Letter to the editor: It’s hard to say final farewells to my old friend, Sprint
Growing pains
Farewell, Sprint, my childhood friend. I wasn’t present in your grade school years (the pin drop) as your playground was deploying fiber optic cable on right-of-way railroad paths winding throughout the United States — an expensive childhood toy with lifelong adult consequences. The depreciation alone drained your finances and profitability for many years.
No, I met you in your junior high years to watch you grow from a local phone provider to a nationwide fiber long-distance persona. I watched you risk being a small startup wireless segment called PCS and recall no one was sure you would amount to anything — especially the cool kids. And finally, proudly, I watched you graduate and become a wireless carrier despite experimenting with numerous recreational network platforms.
I admit I questioned your parenting (Bill Esrey, Gary Forsee, Dan Hesse) and I watched as you changed your name several times, perhaps trying to find your own identity and leave memories from home behind.

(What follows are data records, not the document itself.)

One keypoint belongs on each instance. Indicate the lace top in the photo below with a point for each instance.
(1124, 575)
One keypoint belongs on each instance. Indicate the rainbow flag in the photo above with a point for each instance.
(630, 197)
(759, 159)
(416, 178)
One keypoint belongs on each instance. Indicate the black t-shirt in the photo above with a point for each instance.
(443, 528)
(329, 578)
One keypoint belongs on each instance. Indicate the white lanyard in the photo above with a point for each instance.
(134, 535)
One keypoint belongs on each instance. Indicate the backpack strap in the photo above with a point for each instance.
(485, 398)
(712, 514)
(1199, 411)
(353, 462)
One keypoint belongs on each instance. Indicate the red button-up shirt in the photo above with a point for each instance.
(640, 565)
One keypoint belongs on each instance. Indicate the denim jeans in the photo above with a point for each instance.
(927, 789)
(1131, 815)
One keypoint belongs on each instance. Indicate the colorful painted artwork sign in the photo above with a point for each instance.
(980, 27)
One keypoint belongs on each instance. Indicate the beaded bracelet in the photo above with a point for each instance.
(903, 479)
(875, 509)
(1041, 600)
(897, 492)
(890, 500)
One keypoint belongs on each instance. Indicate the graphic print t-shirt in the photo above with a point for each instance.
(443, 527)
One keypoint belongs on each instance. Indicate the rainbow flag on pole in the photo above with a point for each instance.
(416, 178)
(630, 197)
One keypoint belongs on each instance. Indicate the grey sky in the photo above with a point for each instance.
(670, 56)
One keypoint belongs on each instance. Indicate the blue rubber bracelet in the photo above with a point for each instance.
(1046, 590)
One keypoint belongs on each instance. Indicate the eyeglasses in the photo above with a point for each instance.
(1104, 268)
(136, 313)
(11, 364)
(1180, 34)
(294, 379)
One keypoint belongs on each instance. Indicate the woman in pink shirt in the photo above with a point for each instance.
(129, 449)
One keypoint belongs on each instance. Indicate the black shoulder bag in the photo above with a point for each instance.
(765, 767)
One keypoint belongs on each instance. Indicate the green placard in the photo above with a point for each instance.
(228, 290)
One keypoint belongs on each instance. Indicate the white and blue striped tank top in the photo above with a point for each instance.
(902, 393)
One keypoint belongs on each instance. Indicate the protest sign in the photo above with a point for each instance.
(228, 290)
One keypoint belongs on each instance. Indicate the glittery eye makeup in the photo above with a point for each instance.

My fondest bookend childhood memories began with seeing you win the largest non-defense contract ever, a 10-year, $10 billion job split 60-40 between AT&T and Sprint, respectively. You became a major government contractor overnight. Also my first smartphone and unlimited plan. Amazing.
I was very sad to hear you passed away recently. Like many, I believe in the afterlife and assume you are in a better place. I will think of you often — mostly when I pay my wireless bill.